The last thing you should do is eat less and exercise more – as that can make the problem worse. Why? Because you’re probably struggling with water retention.
The Problem with Water Retention
Although we’d all like to lose weight in a near and orderly fashion – watching the pounds drop off as we engage discover how to get a flat stomach- the truth isn’t quite so straight-forward. Real weight loss is erratic and unpredictable. You might lose a pound per week, then suddenly see no change for almost a month. The reason for this is that the fat you’re losing through diet and exercise can be obscured by additional water that your body is keeping hold of.
During World War 2, a professional known as “Dr. Ancel Keys” conducted a significant study on 36 men who volunteered to take part in a semi-starvation diet of 1,500 calories per day for six months, alongside hours of hard work each day. The Minnesota Starvation Experiment found that for a while, weight was lost in a simple, linear fashion, before progress became suddenly unpredictable and erratic. The fact was, that the men were getting rid of excess fat though their apparent weight remained the same – because, as the fat disappeared, they were holding on to more water.
In simple terms: Water retention makes a big difference when you’re searching for the best way to lose weight.
How to Get Rid of Water Weight
The best rules of thumb to follow regarding water retention are:
- Eat large amounts of food occasionally
- Don’t expose yourself to hours of cardio each week
- Don’t starve yourself
Other ways to lose water weight include everything from ensuring you don’t exercise too much, to being cautious with your calorie deficit.
1. Don’t Be Reckless with Your Calorie Deficit
A good way to lose fat quickly, and retain muscle, is to be bold with your calorie deficit – but this doesn’t mean acting recklessly. Eating too little can quickly lead to fluid retention – which is why experts recommend sticking to a 20-25% calorie deficit
2. Don’t Exercise Too Much
Exercising regularly is a good idea, but pushing yourself too far while you’re eating too little is a good way to ensure water retention. Don’t go over three to five hours of weightlifting and one or two hours of cardio per week.
3. Eat Cheat Meals
Sometimes, a large caloric intake can trigger a burst of weight loss when it comes to getting rid of water weight. Just remember that you need to be careful to cheat correctly – or you may end up hindering your progress.
4. Adjust Your Potassium and Sodium
Sodium delivers water to cells – which means that eating a lot can lead to serious water retention and bloating. Try to cut back by eating fewer meals with salt and other seasonings, check dressings, and avoid cheese from time to time.

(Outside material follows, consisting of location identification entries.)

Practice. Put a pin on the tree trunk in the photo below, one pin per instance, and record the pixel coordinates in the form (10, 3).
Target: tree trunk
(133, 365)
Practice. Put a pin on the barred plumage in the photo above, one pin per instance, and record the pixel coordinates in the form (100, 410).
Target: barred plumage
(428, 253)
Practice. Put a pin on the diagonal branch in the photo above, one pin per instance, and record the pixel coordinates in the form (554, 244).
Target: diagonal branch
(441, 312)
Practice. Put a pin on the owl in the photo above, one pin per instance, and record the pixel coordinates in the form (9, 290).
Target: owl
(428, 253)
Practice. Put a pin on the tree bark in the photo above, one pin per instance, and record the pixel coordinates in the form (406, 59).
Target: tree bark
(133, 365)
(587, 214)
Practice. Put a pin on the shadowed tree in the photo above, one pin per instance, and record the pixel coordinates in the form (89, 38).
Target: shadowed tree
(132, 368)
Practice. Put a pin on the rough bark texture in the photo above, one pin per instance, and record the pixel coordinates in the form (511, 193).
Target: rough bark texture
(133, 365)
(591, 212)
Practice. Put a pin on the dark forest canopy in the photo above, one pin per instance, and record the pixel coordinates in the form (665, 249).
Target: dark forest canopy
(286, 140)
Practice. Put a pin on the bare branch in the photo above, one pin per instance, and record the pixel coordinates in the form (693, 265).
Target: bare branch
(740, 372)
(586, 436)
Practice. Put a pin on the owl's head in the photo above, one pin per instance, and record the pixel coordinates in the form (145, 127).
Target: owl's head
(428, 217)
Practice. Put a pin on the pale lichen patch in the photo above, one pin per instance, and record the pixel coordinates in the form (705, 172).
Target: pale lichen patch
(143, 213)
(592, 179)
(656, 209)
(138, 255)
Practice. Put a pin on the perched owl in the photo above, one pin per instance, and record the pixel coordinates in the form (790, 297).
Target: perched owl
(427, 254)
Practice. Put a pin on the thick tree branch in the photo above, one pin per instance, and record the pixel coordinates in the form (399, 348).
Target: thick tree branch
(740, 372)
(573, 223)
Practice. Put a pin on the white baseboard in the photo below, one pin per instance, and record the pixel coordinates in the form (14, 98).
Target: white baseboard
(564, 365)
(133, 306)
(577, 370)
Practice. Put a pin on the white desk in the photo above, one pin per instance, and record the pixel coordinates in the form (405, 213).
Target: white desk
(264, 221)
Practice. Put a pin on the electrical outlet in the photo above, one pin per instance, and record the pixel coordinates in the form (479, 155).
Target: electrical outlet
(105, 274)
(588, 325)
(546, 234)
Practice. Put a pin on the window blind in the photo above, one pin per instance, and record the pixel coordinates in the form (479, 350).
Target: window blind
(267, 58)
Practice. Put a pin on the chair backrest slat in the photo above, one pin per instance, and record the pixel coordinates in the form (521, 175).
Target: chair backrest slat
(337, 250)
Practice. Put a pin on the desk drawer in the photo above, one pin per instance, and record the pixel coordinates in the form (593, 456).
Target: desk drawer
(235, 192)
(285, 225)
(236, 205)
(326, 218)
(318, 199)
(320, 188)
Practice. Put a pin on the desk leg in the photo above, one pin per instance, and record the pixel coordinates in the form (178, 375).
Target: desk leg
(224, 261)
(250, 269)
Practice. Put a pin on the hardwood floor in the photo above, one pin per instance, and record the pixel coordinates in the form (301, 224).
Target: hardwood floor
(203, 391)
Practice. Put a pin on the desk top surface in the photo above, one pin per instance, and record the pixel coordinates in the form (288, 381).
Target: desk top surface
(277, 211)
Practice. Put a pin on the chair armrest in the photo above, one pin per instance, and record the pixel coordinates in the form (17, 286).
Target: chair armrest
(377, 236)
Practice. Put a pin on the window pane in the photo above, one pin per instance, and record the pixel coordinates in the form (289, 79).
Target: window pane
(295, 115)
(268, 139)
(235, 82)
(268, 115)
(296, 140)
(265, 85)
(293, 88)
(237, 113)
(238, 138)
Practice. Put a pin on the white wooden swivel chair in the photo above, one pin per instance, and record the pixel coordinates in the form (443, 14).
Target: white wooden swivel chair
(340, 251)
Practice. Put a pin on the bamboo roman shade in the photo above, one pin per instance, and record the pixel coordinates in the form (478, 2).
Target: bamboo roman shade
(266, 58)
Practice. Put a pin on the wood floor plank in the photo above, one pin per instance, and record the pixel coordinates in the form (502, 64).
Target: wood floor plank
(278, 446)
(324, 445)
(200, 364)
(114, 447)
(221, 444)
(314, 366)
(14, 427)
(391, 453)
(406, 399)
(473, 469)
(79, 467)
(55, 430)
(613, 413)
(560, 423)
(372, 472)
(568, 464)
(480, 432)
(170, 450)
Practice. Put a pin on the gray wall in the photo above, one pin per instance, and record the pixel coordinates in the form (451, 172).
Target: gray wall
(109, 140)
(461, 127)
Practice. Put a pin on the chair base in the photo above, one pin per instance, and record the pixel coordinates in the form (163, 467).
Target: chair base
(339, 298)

5. Relax and Drink More Water
Finally, take some time to relax each day. This will help to reduce your cortisol levels – the hormone that’s responsible for making you hold onto weight. Sleep for seven to eight hours each night, and drink at least a gallon of water every day.
If you’ve been careful about watching your calorie intake and following a good workout program, then you should see yourself begin to slim down again soon the moment you start working on your water retention issues. Don’t try to fight back by increasing your physical output and reducing your food intake – as this will only make things worse. Instead, follow the advice above, and you should be smiling again in no time.